Lots greater than two acres are regulated under the ordinance, a bone the task force reluctantly threw to developers, as it exempts most infill projects in the city’s core.

Bill Padgett, of the Coalition for Responsible Development in Raleigh, advocates strengthening the ordinance. He told council members only 11 properties within the city limits are affected. Of those 34 acres, only three and a half would be preserved under the ordinance. However, he did advocate for simplifying the ordinance and possibly rewarding those who comply with or exceed the law through reductions in impact fees.

“There are still a lot of people upset the ordinance doesn’t address infill,” said task force member Dean Naujoks, also the Upper Neuse Riverkeeper. “People are taking small, older homes, tearing down trees and putting up McMansions in the middle of Raleigh.”
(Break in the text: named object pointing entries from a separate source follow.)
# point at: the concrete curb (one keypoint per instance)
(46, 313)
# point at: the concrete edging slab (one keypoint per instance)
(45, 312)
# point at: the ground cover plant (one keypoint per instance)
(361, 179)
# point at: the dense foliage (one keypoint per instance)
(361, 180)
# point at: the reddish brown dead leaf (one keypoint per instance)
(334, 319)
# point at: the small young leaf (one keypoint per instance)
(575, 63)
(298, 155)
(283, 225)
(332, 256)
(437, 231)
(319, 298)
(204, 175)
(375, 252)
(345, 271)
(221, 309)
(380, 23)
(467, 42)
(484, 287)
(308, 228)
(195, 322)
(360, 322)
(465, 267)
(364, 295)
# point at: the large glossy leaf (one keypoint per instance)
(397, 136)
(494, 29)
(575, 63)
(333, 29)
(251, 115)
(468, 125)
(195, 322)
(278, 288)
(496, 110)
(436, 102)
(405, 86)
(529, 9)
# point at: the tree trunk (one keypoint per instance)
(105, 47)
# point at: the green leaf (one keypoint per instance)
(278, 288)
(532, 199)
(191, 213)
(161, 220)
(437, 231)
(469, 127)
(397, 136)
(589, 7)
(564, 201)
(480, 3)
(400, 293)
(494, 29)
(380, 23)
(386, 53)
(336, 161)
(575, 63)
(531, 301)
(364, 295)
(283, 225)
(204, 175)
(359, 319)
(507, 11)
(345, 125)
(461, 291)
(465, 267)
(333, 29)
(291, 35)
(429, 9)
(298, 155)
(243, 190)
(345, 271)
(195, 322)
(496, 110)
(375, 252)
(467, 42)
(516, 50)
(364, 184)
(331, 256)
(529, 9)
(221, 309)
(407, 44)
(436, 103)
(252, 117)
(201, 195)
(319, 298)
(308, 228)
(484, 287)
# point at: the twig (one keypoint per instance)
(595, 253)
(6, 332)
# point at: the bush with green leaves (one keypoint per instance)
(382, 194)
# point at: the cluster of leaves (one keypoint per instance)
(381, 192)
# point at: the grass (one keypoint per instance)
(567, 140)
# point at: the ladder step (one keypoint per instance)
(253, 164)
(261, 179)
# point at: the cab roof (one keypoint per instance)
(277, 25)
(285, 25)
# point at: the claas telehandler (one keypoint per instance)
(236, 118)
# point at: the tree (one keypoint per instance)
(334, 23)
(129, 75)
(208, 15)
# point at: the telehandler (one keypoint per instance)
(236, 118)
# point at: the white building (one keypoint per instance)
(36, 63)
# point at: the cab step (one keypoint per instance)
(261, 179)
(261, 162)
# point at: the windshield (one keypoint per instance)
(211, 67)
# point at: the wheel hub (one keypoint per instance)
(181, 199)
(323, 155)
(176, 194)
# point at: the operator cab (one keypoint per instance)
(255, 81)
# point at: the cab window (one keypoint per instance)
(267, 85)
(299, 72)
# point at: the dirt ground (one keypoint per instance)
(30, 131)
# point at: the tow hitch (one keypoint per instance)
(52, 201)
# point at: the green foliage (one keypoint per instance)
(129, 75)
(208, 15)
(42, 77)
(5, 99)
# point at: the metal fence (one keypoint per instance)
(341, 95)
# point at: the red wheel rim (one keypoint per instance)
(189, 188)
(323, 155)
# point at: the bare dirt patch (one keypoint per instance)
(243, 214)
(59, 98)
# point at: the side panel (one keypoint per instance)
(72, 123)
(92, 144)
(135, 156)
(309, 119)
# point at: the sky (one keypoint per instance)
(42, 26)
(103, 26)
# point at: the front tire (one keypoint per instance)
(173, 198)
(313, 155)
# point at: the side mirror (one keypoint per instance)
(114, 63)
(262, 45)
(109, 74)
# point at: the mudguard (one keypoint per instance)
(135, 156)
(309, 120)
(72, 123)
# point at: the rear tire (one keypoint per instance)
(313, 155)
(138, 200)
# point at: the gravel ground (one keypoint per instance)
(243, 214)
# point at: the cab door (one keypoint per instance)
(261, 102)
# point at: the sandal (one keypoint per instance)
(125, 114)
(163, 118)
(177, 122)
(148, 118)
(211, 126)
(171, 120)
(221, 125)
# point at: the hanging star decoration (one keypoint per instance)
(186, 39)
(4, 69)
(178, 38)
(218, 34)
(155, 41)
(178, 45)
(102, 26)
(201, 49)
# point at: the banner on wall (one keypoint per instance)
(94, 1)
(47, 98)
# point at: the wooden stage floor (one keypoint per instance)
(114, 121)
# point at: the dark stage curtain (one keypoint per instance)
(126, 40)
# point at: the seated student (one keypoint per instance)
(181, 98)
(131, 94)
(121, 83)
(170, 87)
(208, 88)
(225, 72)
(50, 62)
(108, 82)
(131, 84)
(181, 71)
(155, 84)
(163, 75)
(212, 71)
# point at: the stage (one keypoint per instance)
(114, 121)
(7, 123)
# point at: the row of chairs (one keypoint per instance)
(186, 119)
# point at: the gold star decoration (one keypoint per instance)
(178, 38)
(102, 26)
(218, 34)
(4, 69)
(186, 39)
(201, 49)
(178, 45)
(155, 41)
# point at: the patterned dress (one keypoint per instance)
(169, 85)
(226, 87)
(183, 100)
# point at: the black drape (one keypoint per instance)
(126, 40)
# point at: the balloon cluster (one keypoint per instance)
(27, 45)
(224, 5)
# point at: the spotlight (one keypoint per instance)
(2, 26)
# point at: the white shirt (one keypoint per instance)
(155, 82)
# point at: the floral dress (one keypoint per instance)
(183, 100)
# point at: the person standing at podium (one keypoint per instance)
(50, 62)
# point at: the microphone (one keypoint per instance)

This type of redevelopment is occurring inside the Beltline on Transylvania Avenue where Jennifer Maher lives. Seven houses have been torn down in the past decade, she said, replaced by 11 homes. “Almost every tree was knocked down and not a canopy tree was planted. There is increased noise, heat and light at night.”

“Some of the criticisms were legitimate,” said Naujoks after the hearing. “But the reason the ordinance is complex is we did it at the request of the development industry.”

Naujoks explained that the task force tried to encourage preserving rows of trees and added flexibility to the ordinance so “developers won’t lose entire homes for a single tree.”

Still, some of Raleigh’s most majestic trees could fall to the chainsaw. “Champion trees,” those recognized by Raleigh’s Capital Trees Program or the American Forestry Association, are protected under the ordinance, but heritage trees are not.

Heritage trees are usually defined as large, native trees with special characteristics such as historical significance or community benefit.

“Sometimes those are the first to be cut,” said Raleigh Urban Forester Andy Gilliam, who, in December, sent city officials a list of 23 recommended changes to the ordinance. Among the amendments are strengthening the ordinance to address trees that are being cut down on land that isn’t being developed. “The majority of violations are by tree services that remove trees when no land is being cleared,” Gilliam wrote. In addition, Gilliam suggested modifying the ordinance to prevent developers from trying to count treeless, commercial-zoned areas as tree conservation land.

One property owner, who owns 14 acres in the ETJ, told the council that the area should be excluded from the ordinance. However, the ETJ is the fastest-growing area in Raleigh and most vulnerable to clear-cutting. More than 500,000 people are projected to move to Wake County in the next 20 years, according to the State Data Center, and many of them will reside in the ETJ.

“There would be much land left to conserve trees if the ETJ wasn’t included,” said Gilliam in an interview after the hearing. “We made substantial concessions to the development community.”

However, those concessions were apparently insufficient for one property owner.

“I’m tired of providing quality of life for everyone else,” said Bob Matula, who lives on Cowper Road. “Why don’t people pay me $1,000 for every tree I don’t cut down?”